Bill McKibben is a radical grassroots activist, author, and president/co-founder of 350.org. He is a fantastic speaker and we were lucky to have the opportunity of listening to him. He starts off with his “good news first” by saluting everyone in the room for what they are doing in the industry, because there is a lot going on right now. Bill’s talk was about the dire need to take action to address climate change and our CO2 emissions, as the results are becoming remarkably apparent. He tells us that “the fight is on” and there is urgency for action to take the fossil fuel industry head on. He says that we need to join together as citizens for the fight, and tells us his experience with getting arrested in DC lobbying for change.

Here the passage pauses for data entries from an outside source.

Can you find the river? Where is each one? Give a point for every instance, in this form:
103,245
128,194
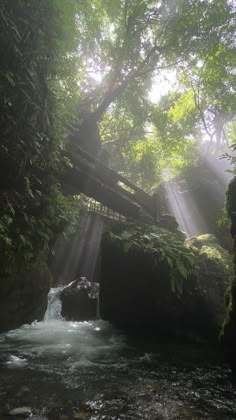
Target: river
61,370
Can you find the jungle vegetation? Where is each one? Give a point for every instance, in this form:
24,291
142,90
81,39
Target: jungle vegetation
106,60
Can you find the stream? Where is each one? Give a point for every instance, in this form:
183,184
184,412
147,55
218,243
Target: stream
63,370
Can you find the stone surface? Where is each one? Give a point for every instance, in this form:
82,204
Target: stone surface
23,298
228,333
79,300
135,294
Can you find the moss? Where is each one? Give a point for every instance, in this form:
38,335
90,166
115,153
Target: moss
161,244
23,297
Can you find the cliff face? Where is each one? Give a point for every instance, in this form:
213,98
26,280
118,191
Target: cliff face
151,279
228,334
23,297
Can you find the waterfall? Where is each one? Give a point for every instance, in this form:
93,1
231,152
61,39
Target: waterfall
54,305
79,257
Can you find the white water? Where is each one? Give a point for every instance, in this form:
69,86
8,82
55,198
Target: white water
109,376
59,346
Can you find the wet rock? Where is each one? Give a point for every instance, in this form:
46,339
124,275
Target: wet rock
136,290
79,300
23,297
228,334
20,411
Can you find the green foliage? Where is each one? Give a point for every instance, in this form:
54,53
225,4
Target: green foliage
162,245
36,75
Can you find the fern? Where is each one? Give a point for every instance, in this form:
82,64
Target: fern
161,244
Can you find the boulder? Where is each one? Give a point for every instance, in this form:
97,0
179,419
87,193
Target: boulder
228,333
151,280
80,300
23,297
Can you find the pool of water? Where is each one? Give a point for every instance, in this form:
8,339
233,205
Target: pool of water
88,370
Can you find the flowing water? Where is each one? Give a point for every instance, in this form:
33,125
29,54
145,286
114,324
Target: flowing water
88,370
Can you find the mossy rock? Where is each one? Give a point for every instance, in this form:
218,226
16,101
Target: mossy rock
151,279
228,333
214,275
23,296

Bill gave the room a laugh when he said, “past a certain point, what the hell are they going to do to you?” when saying that people rallying in DC should not necessarily be the young college students, who will probably be arrested. Bill says that there is a need to be courageous in this fight because climate change does not give us a large time frame to work with. I don’t think I was alone in being completely inspired by Bill’s talk.
Alice Leblanc, Former Director, Office of Environment and Climate Change – AIG, spoke next mostly about her frustration with the lack of Federal action concerning Co2 emissions and climate change. She calls climate change “the new norm” and addresses the major symptoms, causes, and effects of climate change over the last 20 years. She talks to us about resilience and how insurance can provide a huge incentive for resilience. Alice feels strongly that solar energy, energy efficiency, and a smart grid work the best together to achieve success.

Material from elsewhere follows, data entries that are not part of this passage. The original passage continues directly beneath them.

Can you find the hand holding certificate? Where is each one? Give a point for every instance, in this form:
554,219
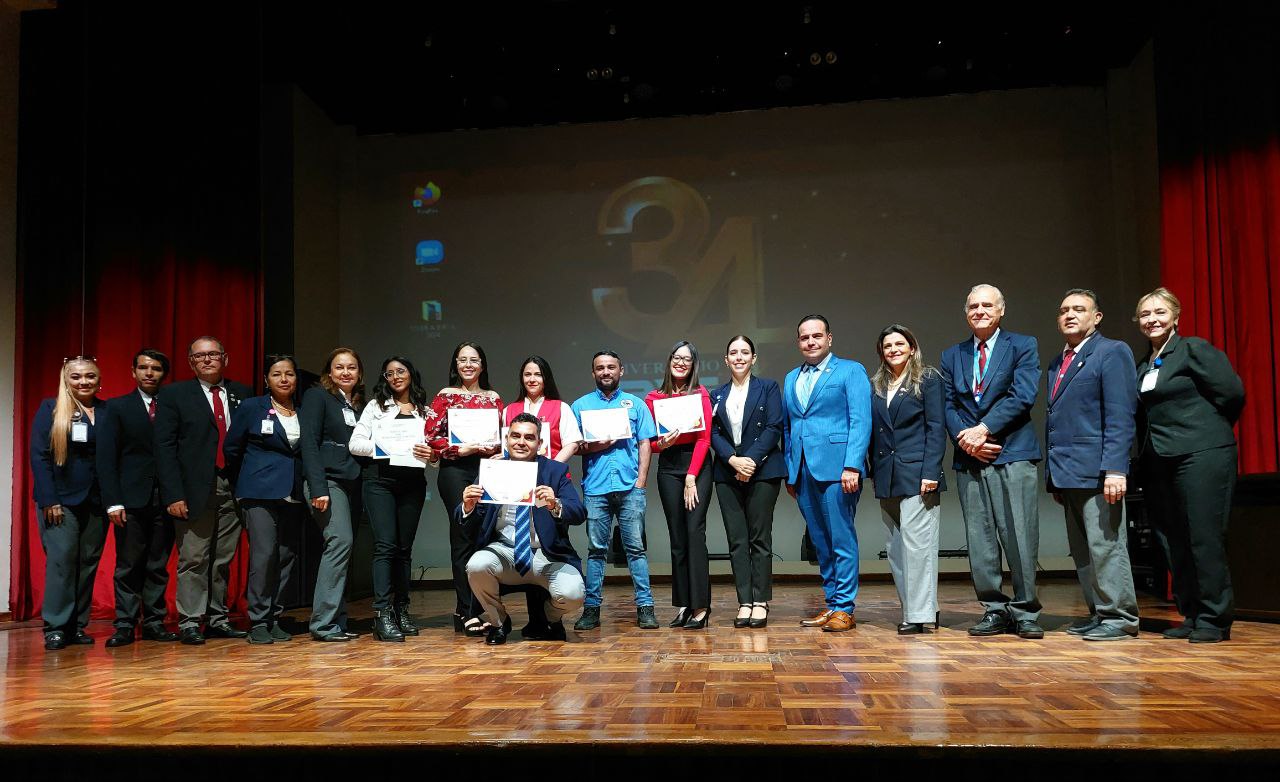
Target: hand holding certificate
394,440
608,424
474,426
508,483
679,414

We were also grateful to have Georg Manue, First Secretary for Climate and Energy at the German Embassy join us at the conference today. He really hit on Germany’s path toward a sustainable energy society and the motivation for Germany’s energy transition, which was that it is needed, possible, and beneficial. The use of a feed-in tariff has been the most successful model for renewables in Germany. Renewables are very well accepted in the country, making the transition a bit easier. Germany has worked to install 1/3 of global PV panels despite the huge lack of sunlight in the country. Georg has a very positive attitude toward the renewable industry in Germany and is confident that their targets to reach by 2020 will be achieved.
Finally, we had the pleasure of listening to Patricia Hoffman, Assistant Secretary, Office of Electricity Delivery and Energy Reliability – US DOE. Patricia showed us a shocking extreme weather map of the US and discussed the fact that the types of hurricanes occurring in the US are changing greatly, with their dynamics continuing to evolve. She talks about the 1-2 punch, which is the concept of back-to-back storms or a large storm with very widespread diverse effects. Her message to us was that we have to do more, and we have to think about it now. What is the risk we want to take? What do we want to invest in? How can we build in resiliency?